Jacob Rudolph be authorized and required to collect without 
delay, from such of the inhabitants of the County of 
Chester, as have not taken the oath of allegiance and 
abjuration or who have aided or assisted the enemy. Arms and 
accoutrements, blankets, shoes and stockings, for the use of 
the army; that they appraised the same when taken, according 
to their quality, allowing at the rate of three pounds for a 
new single blankets, and give certificate for the same to 
the owner; that they called to their aid the militia of the 
commonwealth, who are hereby ordered to obey and assist them 
in the execution of this order, and that they deliver the 
same, so taken, to the order of the Clothier General, or his 
Agent, with whom they are to correspond in the discharge of 
this business." Official record of this is found in volume 
5, page 69, Pennsylvania Archives.
 
 For General Brooke's Revolutionary services, he was granted 
by congress several grants of land in Bedford county, 
Pennsylvania, as follows: 400 acres, surveyed Feb. 4th, 
1785, 100 acres, surveyed Jan. 24, 1783 and 200 acres, 
surveyed June 11, of the same year.

  At his home in Haverford, General Brooke possessed as an 
heirloom a splendid mahogany chest of drawers, known as a 
high boy, and it was during one of the raids, when his house 
was plundered, that the top drawer was forced open with a 
bayonet in the hands of a Hessian soldier, in the belief 
that said chest contained treasure.
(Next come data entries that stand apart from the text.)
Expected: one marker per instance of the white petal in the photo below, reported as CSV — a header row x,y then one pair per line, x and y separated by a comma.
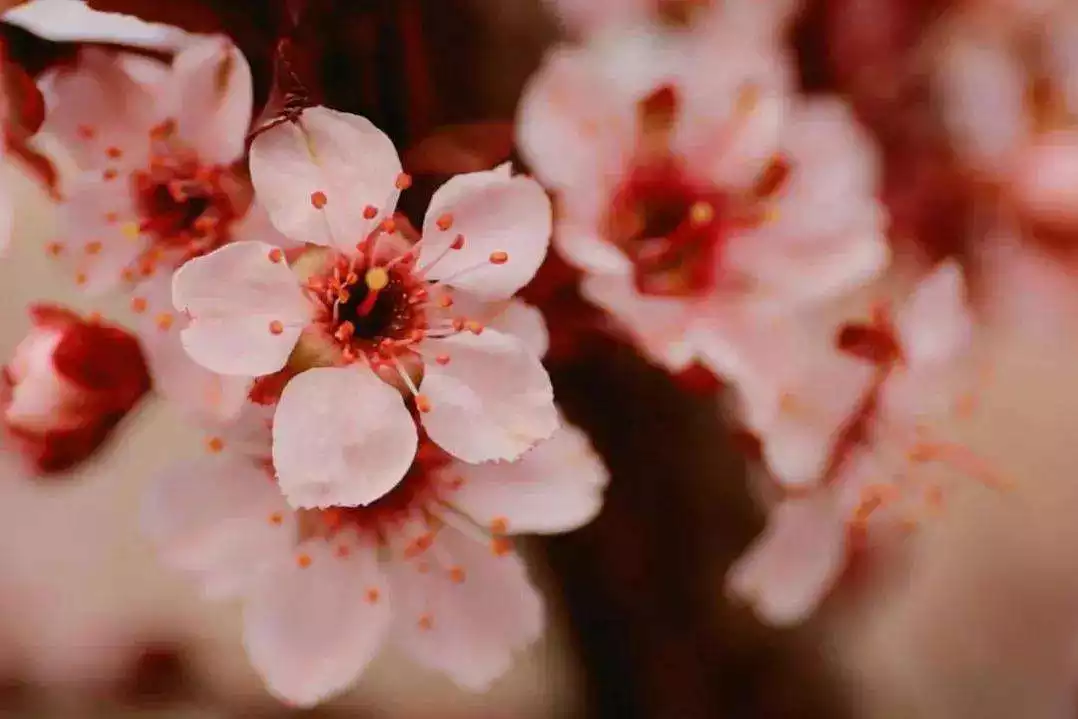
x,y
233,295
216,95
74,21
341,437
493,400
497,215
468,630
791,567
935,326
218,515
198,392
556,486
311,631
343,156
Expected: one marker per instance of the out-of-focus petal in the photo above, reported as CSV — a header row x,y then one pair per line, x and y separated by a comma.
x,y
216,515
216,98
66,21
467,623
555,487
935,326
791,567
95,107
317,177
506,223
195,390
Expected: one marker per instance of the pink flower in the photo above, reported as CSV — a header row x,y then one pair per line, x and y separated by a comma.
x,y
1011,111
365,312
155,148
428,567
155,182
880,467
68,385
692,192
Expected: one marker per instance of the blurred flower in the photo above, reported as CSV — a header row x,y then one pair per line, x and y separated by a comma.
x,y
692,191
1009,91
880,462
155,149
156,183
367,312
70,382
429,566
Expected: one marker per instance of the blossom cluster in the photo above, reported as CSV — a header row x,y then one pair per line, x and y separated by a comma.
x,y
379,422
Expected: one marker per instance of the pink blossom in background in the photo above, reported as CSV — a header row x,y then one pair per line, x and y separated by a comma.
x,y
887,462
692,190
591,17
428,566
155,149
67,386
155,183
1009,92
367,312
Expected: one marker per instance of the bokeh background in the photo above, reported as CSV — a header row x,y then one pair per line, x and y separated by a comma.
x,y
973,616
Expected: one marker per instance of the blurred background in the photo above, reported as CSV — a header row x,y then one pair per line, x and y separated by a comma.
x,y
975,616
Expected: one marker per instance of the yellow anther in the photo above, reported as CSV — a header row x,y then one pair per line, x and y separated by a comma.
x,y
376,278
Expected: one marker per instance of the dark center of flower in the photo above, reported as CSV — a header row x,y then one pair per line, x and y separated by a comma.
x,y
680,13
423,485
671,229
185,207
376,312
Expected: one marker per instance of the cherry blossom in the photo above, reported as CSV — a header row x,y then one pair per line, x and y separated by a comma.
x,y
67,386
1008,81
693,191
598,16
883,459
155,149
155,182
428,567
367,310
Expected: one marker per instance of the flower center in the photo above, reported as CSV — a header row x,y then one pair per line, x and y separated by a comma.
x,y
374,312
185,207
671,229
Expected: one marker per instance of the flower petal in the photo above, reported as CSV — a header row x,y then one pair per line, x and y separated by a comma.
x,y
572,129
661,327
342,438
466,623
233,295
96,106
312,628
556,486
216,98
935,326
343,156
506,223
65,21
218,515
526,323
789,569
493,400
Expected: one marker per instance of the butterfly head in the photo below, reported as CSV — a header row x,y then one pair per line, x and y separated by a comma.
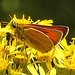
x,y
14,24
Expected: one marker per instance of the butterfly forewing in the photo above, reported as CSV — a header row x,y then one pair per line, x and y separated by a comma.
x,y
53,34
63,29
39,40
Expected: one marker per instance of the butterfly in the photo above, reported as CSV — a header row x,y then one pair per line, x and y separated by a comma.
x,y
40,37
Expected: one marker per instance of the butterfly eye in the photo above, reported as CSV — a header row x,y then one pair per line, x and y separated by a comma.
x,y
13,24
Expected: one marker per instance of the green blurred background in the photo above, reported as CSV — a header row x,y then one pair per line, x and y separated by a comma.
x,y
62,12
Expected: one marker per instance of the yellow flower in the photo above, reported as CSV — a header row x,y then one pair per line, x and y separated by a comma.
x,y
66,57
3,61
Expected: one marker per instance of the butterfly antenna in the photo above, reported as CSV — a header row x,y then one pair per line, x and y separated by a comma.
x,y
10,16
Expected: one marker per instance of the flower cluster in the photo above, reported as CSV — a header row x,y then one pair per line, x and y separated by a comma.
x,y
18,58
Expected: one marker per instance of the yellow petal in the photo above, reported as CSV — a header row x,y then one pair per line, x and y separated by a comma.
x,y
53,71
41,70
32,70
This chest of drawers 
remained in his possession until his death in 1829, when it 
passed into the possession of his son Thomas Brooke, who was 
the father of Mrs. Buckman, and then in turn it passed to 
his son, George Brooke, Esq., of Delaware county, 
Pennsylvania, and at his death some few years ago it was 
bought at public sale. The purchaser in turn delivered it to 
Benjamin Brooke, from whom it went to Mr. Francis M. Brooke, 
who represented another branch of the family, and is still 
in the possession of his heirs. An old "grandfather's clock" 
from which the leads have been taken to make into bullets, 
was also sold at the same time as the chest of drawers, and 
is now in the possession of Mr. George Brooke Lindsay, of 
Chester, Pennsylvania, a lineal descendant of General 
William Brooke.

  After the Revolution was over, General Brooke returned 
quietly to his plantation in Haverford to pursue the more 
peaceful avocation of farming, surrounded by his numerous 
family, until the depredations of the British navy on our 
merchant ships on the high seas made it necessary that we 
should once more lay aside the ploughshare for the sword, as 
the country was once more destined to go to war with 
England. Among the first to offer their services was General 
Brooke, who was promptly commissioned a brigadier-general of 
the Third Division of Militia, with headquarters at Chester, 
where the troops soon assembled, and made every preparation 
to defend the shores of the Delaware against an anticipated 
invasion by the British.

  General Brooke's remaining years were spent at the old 
homestead in Haverford, which he had built and lived in for 
many years prior to the Revolution, and was located at the 
junction of Darby and Ithan creeks, in Chester county, and 
the old house is still standing, though it has long since 
passed out of the family and is fast going to ruin. His 
death occurred in 1829, at a ripe old age, and he was buried 
beside his wife, who had preceded him a number of years 
before, at Old St. David's church at Radnor, one of the most 
historic and interesting Episcopal churches in this country, 
and where he had been married on June 5, 1770, to Margaret 
Moore, who came of a family long settled in that 
neighborhood. Here also are buried besides General Brooke 
and his wife, among other children, his eldest daughter, 
Elizabeth, and her husband George Weed, and with this old 
church General Brooke had been identified nearly all his 
life, having served as a vestryman for many years.

  The Brooke family history has been written up by Mr. Frank 
Brooke Evans, of Philadelphia, and shows a connected history 
from the coming of the emigrant in 1698 from Huddersfield, 
England, where the family had been settled since 1534, 
several of the children of the emigrant having remained in 
the old country and leaving numerous descendants.